Proyecto Estructural de Codelco

Factibilidad de Chuquicamata Subterránea para el 2012

Ingeniería básica, desarrollada por Hatch, finalizará a principios de 2012, dándose la partida al grueso de la construcción del proyecto a inicios del 2013

Para este mes de enero se espera que la División Codelco Norte en conjunto con la Vicepresidencia Corporativa de Proyectos de Codelco ingrese al Sistema de Evaluación de Impacto Ambiental (SEIA) una Declaración de Impacto Ambiental para su Proyecto Mina Chuquicamata Subterránea.

La iniciativa, considerada como uno de los proyectos estructurales de Codelco, está destinada a reemplazar las actuales operaciones a rajo abierto de esa mina, cuya vida útil, producto de los altos costos debido a la profundización de la mina, concluirá hacia el 2018.

En tanto la Vicepresidencia también tiene previsto durante el segundo semestre de este año realizar la solicitud de fondos que serán necesarios para comenzar la construcción de la Ruta Crítica del Proyecto Mina Chuquicamata Subterránea.
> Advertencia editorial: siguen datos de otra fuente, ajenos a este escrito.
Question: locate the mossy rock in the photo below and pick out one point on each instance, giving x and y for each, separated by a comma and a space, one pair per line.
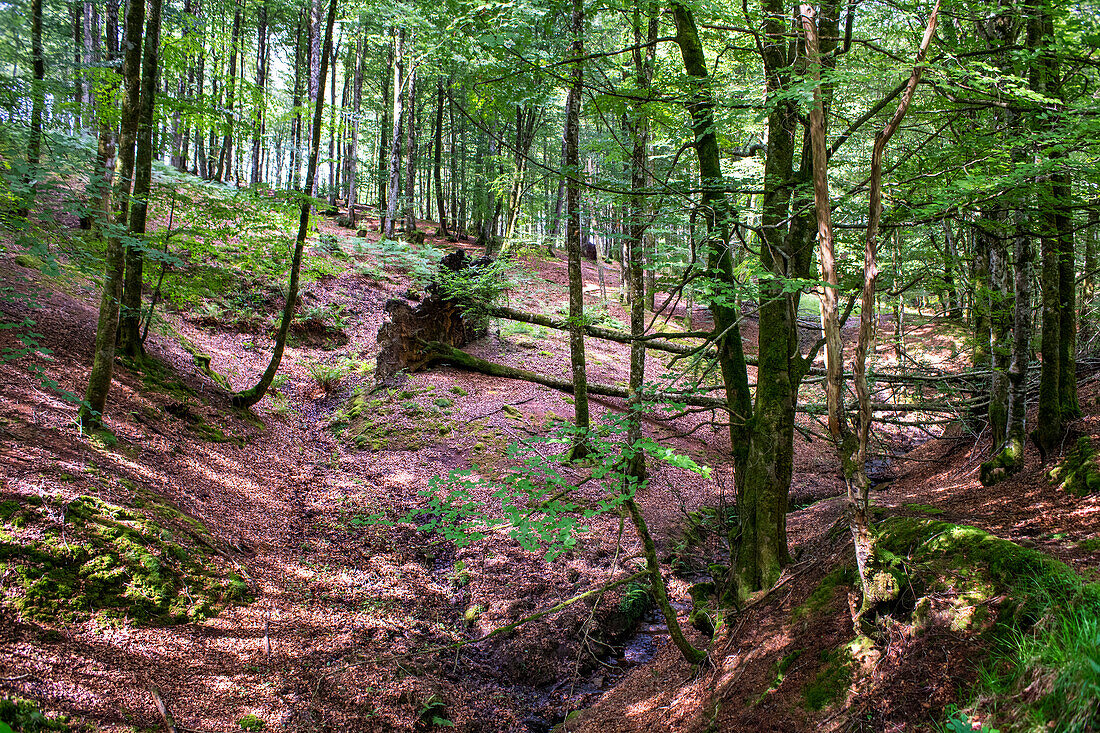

De aprobarse esta solicitud, las obras de la Ruta Crítica, es decir los túneles de acceso, el túnel de la correa, un pique de extracción de aire viciado, así como un par de túneles de inyección de aire fresco comenzarían a ser construidos durante 2011.

El proyecto contempla una inversión total de alrededor de US$ 1.800 millones para habilitar cuatro niveles subterráneos de explotación que, en conjunto abarcarán 250 hectáreas y que representan reservas cercanas a los 1.650 millones de toneladas de sulfuros con una ley promedio de 0,71% de cobre.
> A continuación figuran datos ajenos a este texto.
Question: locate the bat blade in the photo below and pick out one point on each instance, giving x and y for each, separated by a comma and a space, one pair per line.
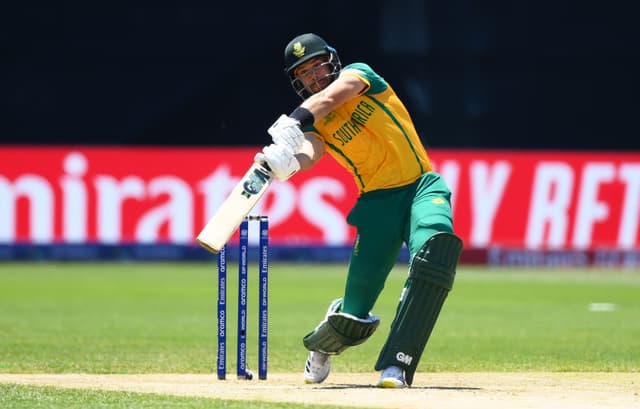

La nueva mina subterránea de Codelco produciría, en régimen, 140.000 tpd de mineral y su producción está estimada que alcance un promedio de 320.000 tmf de cobre durante una vida de 50 años.
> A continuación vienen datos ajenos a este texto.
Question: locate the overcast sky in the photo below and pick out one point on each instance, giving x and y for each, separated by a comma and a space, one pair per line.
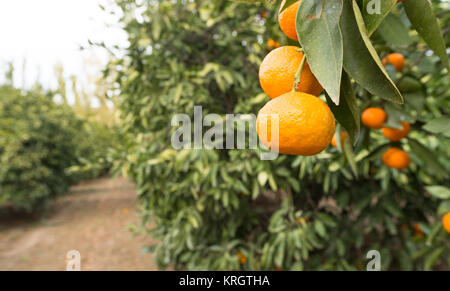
47, 32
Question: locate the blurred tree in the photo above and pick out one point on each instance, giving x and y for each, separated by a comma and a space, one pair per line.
227, 209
De acuerdo a lo programado, la ingeniería básica del proyecto, de una inversión de US$ 83 millones y adjudicada en noviembre pasado a la firma de ingeniería Hatch, debería concluir a principios de 2012.

Asimismo, y de obtenerse la autorización final de inversión del proyecto hacia fines del 2012, “la construcción del grueso del proyecto debería partir a fines del 2012, o a principios del 2013”, comenta el gerente del proyecto Mina Chuquicamata Subterránea, Sergio Fuentes Sepúlveda.

¿Cómo fue el avance del proyecto durante 2009?
A fines del 2008 nosotros habíamos terminado la ingeniería conceptual del proyecto en lo relativo a los datos duros de ingeniería.

Durante los tres primeros meses de 2009 estuvimos preparando las carpetas con la información necesaria para poder solicitar los recursos que necesitábamos para continuar con la siguiente fase de ingeniería del proyecto, es decir, la ingeniería básica o estudio de factibilidad.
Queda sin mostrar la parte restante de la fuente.